1) We recommend training on an NVIDIA GPU or using Apple Metal Performance Shaders (MPS).

2) To reduce VRAM usage, consider using a negative binomial model instead of a zero-inflated negative binomial model. Additionally, modeling the dispersion parameter across batches or datasets rather than per cell can substantially lower memory demands.

3) To assess alignment quality in the latent space via alignment metrics it is necessary to match annotation of homologous cell types accross species. 

4) The the intersection of ortholog genes across species should contain more than 1000 genes or include main marker genes.

5) Unbounded activation functions, such as ReLU or PReLU, should be clipped to a finite interval (e.g., [-6, 6]) via the `layer_order` argument to ensure numerical stability. Since scVI operates directly on raw gene expression count data, the large dynamic range across cells can otherwise lead to instability during model training. Additionally, we recommend using layer normalization and dropout in scVI network architectures.

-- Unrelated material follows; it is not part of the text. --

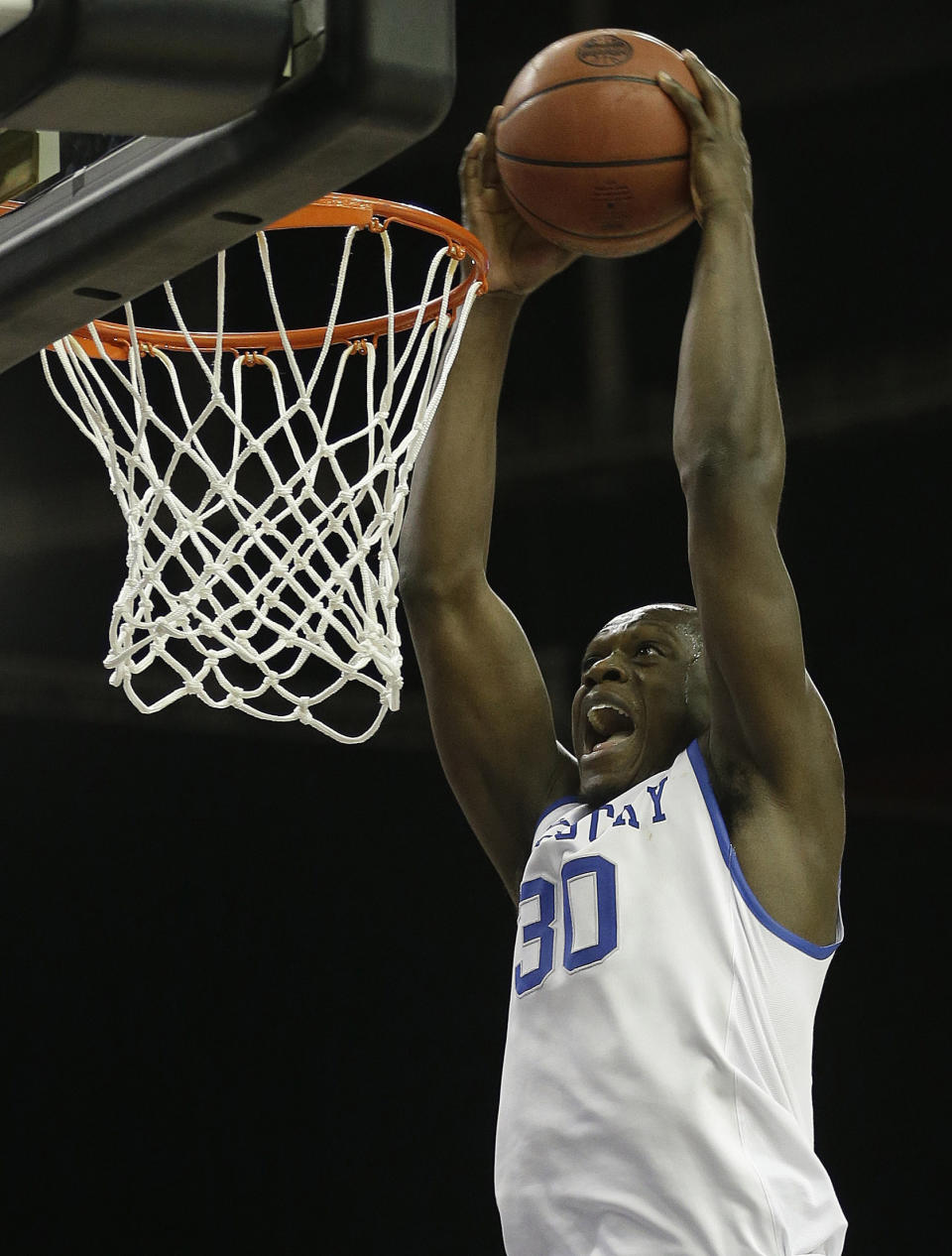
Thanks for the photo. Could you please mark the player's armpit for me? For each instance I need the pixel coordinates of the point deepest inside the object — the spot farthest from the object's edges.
(491, 718)
(765, 711)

6) When analyzing gene expression across three or more species, reinitialize and retrain the context decoder to prevent artifacts introduced by the softmax function, which now must normalize over varying sets of homologous genes.

7) Before fine-tuning, inspect the unaligned context latent space to ensure that cell clusters are well-separated.

8) Select the context dataset to be as comprehensive and large as possible. If the target dataset may include novel or underrepresented cell types, consider augmenting the context data with cells from a reference cell atlas, such that all suspected cell types of the target dataset are represented.

9) For smaller datasets (< 10000 cells), scVI can overfit. We therefore recommend training for fewer epochs. 

10) When gene symbols / IDs are found to have no overlap by the package `mygene`, match symbols manually, e.g. by mapping them to the mouse or human genome. 

11) Potential misalignment of homologous cell types can stem from two sources: First, the cell type is predominantly mismatched by the data-level nearest neighbor search (such as Hepatocytes in the tutorial notebooks). For such cell types perform the nearest neighbor search on a shared gene set that more specifically contains marker genes or use a more sophisticated metric than cosine similarity. Second, if the cell type is severely underrepresented in either the context or target dataset. For underrepresented context cell types refer to Tip 8.